Something Went Wrong Please Try Again

Near where Parker's Ferry Road and Round O Road meet
and
the Edisto river curls into a horseshoe.

There, 
my ancestors forced people to build and maintain a plantation.

Ankles deep in rice shoots,

the enslaved sludged through days thickened
over the stove of summer.

My great grandfather's brother-in-law, Hugo
Grotius Sheridan, owned 3500 acres,
And

thought he owned hundreds of people.
He voted to secede in 1860, 
mosquitoes sucking at his neck as he wiped away 
damp Low Country fear. 

Growing rice inland, letting the plains flood and ebb, 
was Guinean genius, 
shared by those who had nothing, 
nothing 
shared with them. 

1 - 50 - M - M 
One - 50 year - Male - Mulatto 

I want to know more. I click on link after link as if,

as if I am waiting for rain. Something went wrong. 
Do you want more on Hugo Grotius Sheridan? 
No. The enslaved. Where are they? Link not found. 

Error. 

Please try again.

Maggie Rosen

3 Questions for Maggie

What was your process for creating this work?

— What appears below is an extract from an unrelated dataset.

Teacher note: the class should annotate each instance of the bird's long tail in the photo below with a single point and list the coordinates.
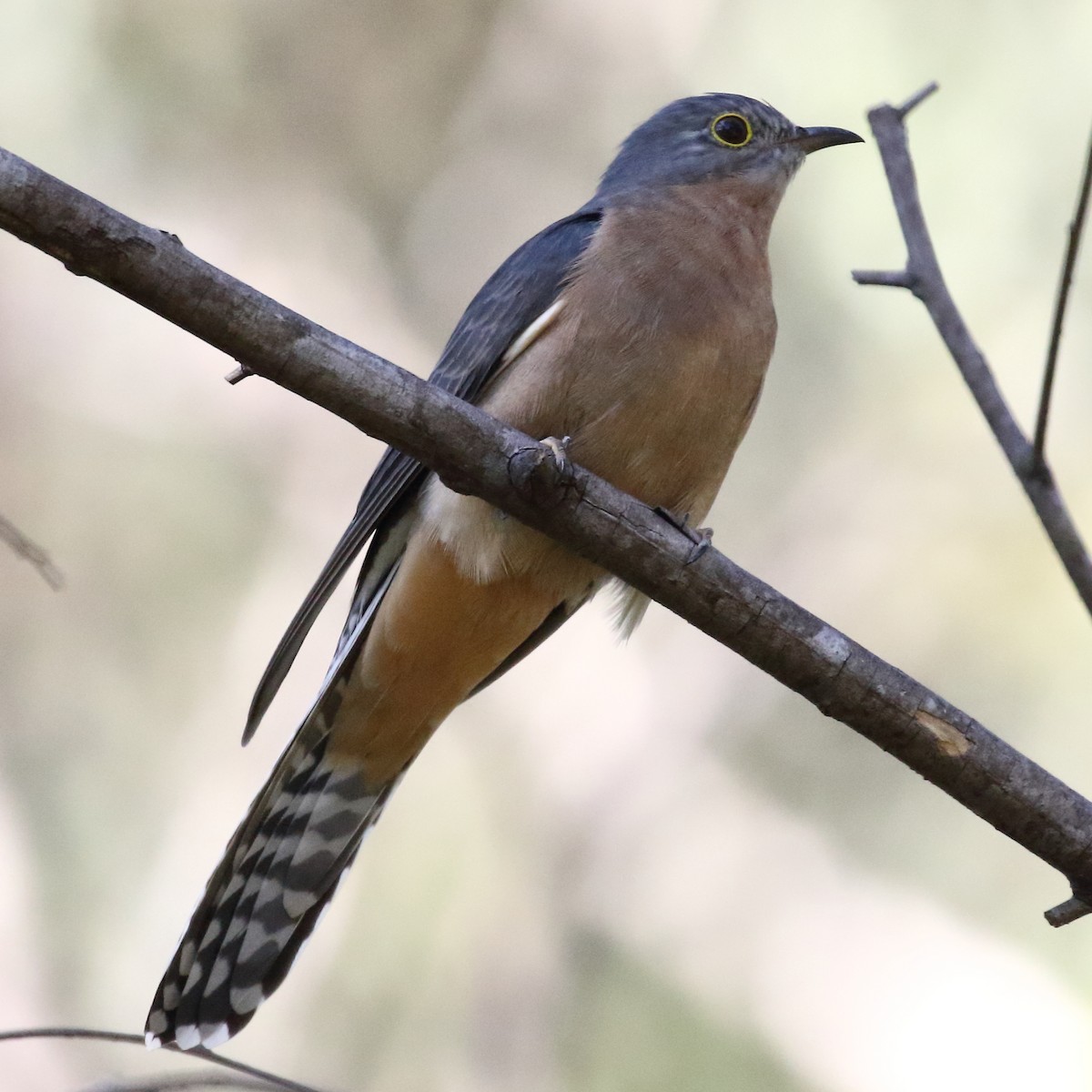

My mother who recently died suffered from dementia, and I’ve been scanning family photos that she collected and doing research on the family. I had collected various images –photos, documents, maps–in a folder on my computer. I started writing words only, however, the work seemed incomplete. The images wanted to tell their part of the story. I didn’t want to use the images the way my family would have traditionally used them, as a point of pride (“look at these distinguished ancestors: they were soldiers and planters and gracious gentlemen of the South”). I wanted to use these images as a bridge to a more honest reckoning with my familial past.

What is the significance of the form(s) you chose?

Poems are supposed to look like a poem. A map is supposed to be read for information. A Federal Census slave schedule was meant to list property. But ownership is perception. The Native Americans who lived on the land before my ancestors claimed it had a different perception of ownership. The enslaved people who were kidnapped and forced to work on the plantations also perceived their lives very differently from those who recorded the census. My words and my form call into question the
rigidity of our understanding of history.

What is the significance of this work to you?

These pieces are part of a larger work in which I use art to reconcile the stories from the Southern side of my family with a more honest view of the past. My mother’s dementia and death, while devastating, gave me the opportunity to shine a light on many facets of family lore. I am chipping away at the monolith of white supremacy by starting with the most intimate matters: family memories.

Maggie Rosen lives in Silver Spring, Maryland. Her poems have been published in Little Patuxent Review, Waccamaw, Cider Press Review, RiverLit, Blood Lotus, Beltway Poetry Quarterly, Barely South, and Conclave, among other publications. A poetry chapbook, The Deliberate Speed of Ghosts, was published in 2016 by Red Bird Chapbooks. A hybrid work integrating poetry and image appeared in Marrow Magazine in 2021.